Im Bereich der Kindertagesstätten muss derzeit von einer chronischen Unterbesetzung ausgegangen werden und auch im Schulbereich wird insbesondere der Aufgabe einer professionellen Bildungsarbeit, die Heterogenität von Schüler*innen als Bildungschance aufzugreifen, nicht umfänglich nachzukommen sein, wenn fachlich gebotene Standards der Besetzung der Klassen mit Lehrkräften nicht gegeben sind.
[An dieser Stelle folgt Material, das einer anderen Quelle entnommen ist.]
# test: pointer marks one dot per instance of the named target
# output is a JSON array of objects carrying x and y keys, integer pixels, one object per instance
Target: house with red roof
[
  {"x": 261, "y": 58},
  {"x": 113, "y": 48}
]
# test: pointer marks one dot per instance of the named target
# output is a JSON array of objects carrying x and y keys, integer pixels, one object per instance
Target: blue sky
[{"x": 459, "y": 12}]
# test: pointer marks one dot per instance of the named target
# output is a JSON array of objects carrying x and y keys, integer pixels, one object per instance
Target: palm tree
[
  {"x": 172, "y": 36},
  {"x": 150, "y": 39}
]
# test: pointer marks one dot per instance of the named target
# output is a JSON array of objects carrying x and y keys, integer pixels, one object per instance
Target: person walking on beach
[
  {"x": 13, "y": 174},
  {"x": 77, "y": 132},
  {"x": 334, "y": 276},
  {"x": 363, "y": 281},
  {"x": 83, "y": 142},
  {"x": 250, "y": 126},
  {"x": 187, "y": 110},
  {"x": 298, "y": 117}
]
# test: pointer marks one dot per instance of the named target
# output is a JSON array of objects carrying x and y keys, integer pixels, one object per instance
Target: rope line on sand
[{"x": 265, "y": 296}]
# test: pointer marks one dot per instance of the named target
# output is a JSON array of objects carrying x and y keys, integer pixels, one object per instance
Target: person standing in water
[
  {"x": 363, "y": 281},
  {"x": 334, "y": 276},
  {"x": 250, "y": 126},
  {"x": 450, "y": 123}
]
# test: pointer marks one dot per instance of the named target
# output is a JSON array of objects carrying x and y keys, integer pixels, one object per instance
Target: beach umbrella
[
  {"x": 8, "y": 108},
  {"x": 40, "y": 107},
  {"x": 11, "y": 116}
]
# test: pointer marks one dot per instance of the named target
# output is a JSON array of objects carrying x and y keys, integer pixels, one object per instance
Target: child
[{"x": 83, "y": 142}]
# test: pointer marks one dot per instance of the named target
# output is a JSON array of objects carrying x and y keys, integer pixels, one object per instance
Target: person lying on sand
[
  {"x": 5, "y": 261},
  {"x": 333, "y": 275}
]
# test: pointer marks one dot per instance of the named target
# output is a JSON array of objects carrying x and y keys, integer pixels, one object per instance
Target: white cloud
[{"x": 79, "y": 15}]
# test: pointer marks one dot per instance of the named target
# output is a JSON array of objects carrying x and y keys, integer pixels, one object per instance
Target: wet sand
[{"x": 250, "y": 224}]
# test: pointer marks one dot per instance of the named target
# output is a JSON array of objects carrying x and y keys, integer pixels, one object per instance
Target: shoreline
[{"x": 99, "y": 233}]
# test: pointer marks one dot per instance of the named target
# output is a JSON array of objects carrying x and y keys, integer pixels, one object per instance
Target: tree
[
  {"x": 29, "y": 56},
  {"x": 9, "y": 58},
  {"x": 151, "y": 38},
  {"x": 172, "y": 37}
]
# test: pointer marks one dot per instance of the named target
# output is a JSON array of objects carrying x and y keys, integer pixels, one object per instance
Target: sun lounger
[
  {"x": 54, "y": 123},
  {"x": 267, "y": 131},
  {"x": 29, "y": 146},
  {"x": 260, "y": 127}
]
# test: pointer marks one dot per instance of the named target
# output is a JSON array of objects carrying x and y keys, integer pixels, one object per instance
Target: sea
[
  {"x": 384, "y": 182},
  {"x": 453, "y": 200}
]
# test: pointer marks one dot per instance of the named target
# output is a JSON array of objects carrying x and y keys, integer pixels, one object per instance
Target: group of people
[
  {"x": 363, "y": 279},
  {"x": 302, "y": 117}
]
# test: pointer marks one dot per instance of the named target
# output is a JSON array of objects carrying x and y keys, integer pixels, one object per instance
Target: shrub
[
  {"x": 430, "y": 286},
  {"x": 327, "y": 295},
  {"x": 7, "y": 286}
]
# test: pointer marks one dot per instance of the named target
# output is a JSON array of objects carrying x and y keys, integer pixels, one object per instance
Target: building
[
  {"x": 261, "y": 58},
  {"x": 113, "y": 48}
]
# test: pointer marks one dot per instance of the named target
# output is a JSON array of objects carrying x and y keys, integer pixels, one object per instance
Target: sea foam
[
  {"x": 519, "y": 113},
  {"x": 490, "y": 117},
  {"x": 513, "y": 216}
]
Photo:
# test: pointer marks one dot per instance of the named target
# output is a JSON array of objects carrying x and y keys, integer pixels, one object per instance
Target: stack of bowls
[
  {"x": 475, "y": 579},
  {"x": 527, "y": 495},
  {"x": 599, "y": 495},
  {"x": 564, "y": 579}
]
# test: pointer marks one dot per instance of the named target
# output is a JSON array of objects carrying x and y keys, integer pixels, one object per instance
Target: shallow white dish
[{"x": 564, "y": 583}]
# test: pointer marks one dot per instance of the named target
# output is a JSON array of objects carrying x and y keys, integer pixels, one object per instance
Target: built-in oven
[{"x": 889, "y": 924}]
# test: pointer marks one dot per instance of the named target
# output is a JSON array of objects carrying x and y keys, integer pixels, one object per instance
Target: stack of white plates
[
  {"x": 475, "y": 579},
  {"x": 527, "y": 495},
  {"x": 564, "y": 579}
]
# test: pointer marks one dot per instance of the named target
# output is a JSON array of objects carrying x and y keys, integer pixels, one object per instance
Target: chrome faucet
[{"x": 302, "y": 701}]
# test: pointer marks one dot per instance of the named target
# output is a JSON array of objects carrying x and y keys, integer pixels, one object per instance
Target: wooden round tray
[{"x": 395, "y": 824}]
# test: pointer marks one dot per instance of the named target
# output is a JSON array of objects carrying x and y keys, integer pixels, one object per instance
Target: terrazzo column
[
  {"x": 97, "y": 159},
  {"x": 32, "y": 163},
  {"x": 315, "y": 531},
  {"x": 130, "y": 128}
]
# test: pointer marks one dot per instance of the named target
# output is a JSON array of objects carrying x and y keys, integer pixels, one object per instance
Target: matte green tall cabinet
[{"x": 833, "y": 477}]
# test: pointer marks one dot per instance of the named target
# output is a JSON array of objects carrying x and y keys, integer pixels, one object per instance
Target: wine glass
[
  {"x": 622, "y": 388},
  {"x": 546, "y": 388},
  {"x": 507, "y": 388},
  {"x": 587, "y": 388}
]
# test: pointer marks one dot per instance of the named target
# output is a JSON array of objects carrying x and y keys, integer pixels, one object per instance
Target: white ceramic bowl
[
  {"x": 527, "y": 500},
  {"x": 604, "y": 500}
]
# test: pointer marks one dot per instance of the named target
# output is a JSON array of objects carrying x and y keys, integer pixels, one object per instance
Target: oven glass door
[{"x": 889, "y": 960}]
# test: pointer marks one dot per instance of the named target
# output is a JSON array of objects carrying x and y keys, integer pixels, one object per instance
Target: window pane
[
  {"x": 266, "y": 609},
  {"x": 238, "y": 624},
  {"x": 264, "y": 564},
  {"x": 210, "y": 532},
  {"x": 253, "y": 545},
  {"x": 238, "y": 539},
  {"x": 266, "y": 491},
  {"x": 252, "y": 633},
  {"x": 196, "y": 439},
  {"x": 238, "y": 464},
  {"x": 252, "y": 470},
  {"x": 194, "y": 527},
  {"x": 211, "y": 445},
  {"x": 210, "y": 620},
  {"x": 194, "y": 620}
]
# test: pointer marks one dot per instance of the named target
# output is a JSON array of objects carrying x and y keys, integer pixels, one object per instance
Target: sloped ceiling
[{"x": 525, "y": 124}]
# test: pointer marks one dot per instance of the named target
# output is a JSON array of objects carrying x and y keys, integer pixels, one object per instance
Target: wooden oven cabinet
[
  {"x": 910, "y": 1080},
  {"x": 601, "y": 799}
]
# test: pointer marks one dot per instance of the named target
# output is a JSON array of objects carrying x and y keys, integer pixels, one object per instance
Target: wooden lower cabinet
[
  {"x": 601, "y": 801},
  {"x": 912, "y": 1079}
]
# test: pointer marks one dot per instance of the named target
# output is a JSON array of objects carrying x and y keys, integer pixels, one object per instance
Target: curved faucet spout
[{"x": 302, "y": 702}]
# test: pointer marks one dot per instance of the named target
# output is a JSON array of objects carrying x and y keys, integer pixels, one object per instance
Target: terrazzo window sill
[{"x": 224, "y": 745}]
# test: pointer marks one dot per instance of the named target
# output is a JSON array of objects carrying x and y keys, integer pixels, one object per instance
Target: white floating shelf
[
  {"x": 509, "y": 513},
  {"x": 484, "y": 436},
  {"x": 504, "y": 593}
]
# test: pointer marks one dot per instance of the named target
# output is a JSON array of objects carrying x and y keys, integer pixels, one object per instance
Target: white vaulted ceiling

Dies erfordert einen Prozess des gesellschaftlichen Umdenkens im Bereich der Kindheitspädagogik, welcher sich auf die Arbeit im Kindertageseinrichtungs- und im Grundschulbereich bezieht. (Autor:innengruppe Bildungsberichterstattung 2022)

Studierende der Kindheitspädagogik in Esslingen lernen somit, ihre Aufgabe auch politisch zu verstehen, sich verbandlich bzw. gewerkschaftlich zu orientieren und selbständig zu verorten.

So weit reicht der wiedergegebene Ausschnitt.